Mis à jour 16/05/2014 à 14:28 GMT+2

Hafiz Mammadov, puissant investisseur à la richesse nourrie par le pétrole azerbaïdjanais, a sauvé le Racing club de Lens. Pour mieux mener son véritable projet, il flatte les fantasmes des supporters Sang & Or, qui rêvent d’un PSG du Nord.

Gervais Martel - RC Lens

Crédit: AFP

Avant les grands travaux qui occuperont le stade Bollaert l’an prochain, une première retouche cosmétique retient l’œil affûté. Plutôt que la pelouse ou la légendaire tribune Marek, il faut fixer son regard vers le ciel pour s’en apercevoir. Au-dessus du stade, au côté des drapeaux français et du RC Lens, flottent désormais les couleurs bleu, rouge et vert de l’Azerbaïdjan.
Historiquement entre les mains d’acteurs financiers locaux, le club est devenu l’été dernier la propriété d'un investisseur venu de Bakou, Hafiz Mammadov. Depuis, de nombreuses voix suggèrent que le Racing a vendu son âme au diable. L’étendard du bassin minier aurait cédé au foot-business, vendu à la folie des grandeurs d’un oligarque soviétique.
Proche du pouvoir dans un pays corrompu, Hafiz Mammadov soulève également l’interrogation sur l’origine de ses fonds, mais les services français ne sont pas parvenus à étayer leurs soupçons.

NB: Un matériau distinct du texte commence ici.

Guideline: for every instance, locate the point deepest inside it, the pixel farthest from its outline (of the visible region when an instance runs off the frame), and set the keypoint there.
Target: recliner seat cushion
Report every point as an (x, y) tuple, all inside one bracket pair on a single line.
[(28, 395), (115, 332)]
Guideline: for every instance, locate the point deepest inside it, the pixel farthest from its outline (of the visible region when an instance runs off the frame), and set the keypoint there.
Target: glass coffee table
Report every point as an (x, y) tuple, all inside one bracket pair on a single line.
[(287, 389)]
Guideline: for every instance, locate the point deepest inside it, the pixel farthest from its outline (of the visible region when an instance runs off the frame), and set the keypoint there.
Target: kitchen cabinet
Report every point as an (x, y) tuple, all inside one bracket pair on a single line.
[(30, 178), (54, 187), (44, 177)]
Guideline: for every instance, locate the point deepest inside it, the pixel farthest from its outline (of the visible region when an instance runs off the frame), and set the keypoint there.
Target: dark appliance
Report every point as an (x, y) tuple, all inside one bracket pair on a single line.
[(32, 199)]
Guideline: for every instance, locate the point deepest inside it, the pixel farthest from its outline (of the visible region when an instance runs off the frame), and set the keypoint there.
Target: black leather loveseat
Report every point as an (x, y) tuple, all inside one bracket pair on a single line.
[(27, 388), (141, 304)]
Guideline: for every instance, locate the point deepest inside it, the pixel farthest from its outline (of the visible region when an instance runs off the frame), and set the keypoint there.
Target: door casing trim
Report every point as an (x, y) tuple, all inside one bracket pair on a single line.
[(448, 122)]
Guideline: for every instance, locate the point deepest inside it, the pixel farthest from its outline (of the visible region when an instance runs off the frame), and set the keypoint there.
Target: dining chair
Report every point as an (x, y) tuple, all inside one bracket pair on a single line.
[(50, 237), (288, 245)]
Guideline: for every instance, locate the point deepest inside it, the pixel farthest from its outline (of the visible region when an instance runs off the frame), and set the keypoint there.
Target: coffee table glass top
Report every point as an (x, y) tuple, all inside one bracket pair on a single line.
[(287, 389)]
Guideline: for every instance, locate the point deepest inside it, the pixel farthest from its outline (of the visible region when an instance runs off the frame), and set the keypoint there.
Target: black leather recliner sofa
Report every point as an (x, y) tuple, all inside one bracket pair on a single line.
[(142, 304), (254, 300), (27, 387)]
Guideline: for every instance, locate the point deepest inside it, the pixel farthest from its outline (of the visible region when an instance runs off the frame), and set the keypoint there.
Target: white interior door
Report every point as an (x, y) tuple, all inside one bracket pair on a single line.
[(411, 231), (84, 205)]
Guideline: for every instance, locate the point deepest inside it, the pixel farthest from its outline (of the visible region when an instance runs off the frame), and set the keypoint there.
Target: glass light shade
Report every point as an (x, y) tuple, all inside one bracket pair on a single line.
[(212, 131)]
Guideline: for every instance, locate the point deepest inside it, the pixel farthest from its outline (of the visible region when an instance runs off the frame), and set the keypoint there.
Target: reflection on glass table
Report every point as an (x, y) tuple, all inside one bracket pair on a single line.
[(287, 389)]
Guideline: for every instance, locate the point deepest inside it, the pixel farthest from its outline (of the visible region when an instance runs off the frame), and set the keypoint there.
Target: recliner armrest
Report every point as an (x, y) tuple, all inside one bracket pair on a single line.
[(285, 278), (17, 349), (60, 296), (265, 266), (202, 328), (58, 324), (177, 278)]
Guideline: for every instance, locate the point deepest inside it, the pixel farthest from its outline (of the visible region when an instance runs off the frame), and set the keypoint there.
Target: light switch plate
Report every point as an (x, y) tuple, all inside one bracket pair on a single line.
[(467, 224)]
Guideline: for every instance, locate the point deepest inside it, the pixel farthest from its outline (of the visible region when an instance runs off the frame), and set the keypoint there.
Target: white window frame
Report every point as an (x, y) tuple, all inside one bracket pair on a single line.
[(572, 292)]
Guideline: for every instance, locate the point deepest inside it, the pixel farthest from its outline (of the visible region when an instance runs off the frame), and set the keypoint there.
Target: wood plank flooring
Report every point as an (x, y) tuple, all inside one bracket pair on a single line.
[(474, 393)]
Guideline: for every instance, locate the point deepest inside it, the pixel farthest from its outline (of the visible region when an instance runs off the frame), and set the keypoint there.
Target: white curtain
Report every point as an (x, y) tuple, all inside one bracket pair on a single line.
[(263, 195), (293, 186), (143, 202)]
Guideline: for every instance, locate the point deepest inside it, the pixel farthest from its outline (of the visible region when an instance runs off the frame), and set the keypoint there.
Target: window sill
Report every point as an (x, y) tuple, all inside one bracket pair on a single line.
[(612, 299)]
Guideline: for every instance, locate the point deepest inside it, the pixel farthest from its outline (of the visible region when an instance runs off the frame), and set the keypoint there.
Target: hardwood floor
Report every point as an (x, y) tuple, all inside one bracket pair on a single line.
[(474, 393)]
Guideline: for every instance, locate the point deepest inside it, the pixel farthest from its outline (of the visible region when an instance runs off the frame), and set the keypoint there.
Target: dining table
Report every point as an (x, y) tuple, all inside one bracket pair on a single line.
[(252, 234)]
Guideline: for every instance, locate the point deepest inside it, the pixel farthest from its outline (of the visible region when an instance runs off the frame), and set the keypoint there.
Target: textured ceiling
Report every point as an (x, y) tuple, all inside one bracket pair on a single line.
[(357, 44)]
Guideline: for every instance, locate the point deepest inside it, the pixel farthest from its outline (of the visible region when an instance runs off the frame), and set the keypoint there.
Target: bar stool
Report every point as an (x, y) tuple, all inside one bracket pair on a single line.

En fait, le RC Lens a ouvert ses portes au représentant d’un Etat riche de ses ressources naturelles et décidé à employer le football comme arme diplomatique, à l’instar du Qatar au Paris Saint-Germain.
Le club a permis à certains de sortir de la mine, ceux qui y restaient venaient les encourager et c’est comme ça qu’est née une famille
Si le club et le public parisiens ont bien changé avec leur nouvel actionnaire, le peuple Sang & Or reste tel qu’on le connaît. Prompt à lever le coude. Volontiers potache. Sincère, ouvert et spontané. Et surtout débordant de fierté. Gare à celui qui s’en moquera. Début avril, l’attaquant caennais Mathieu Duhamel en a fait les frais, conspué pour avoir chambré les supporters adverses après une défaite cruelle pour les Lensois en championnat de France de Ligue 2. Une demi-heure plus tôt, dans une fin de match à la tension extrême, l’injure s’effaçait devant la dignité du chant des Corons, opus de Pierre Bachelet.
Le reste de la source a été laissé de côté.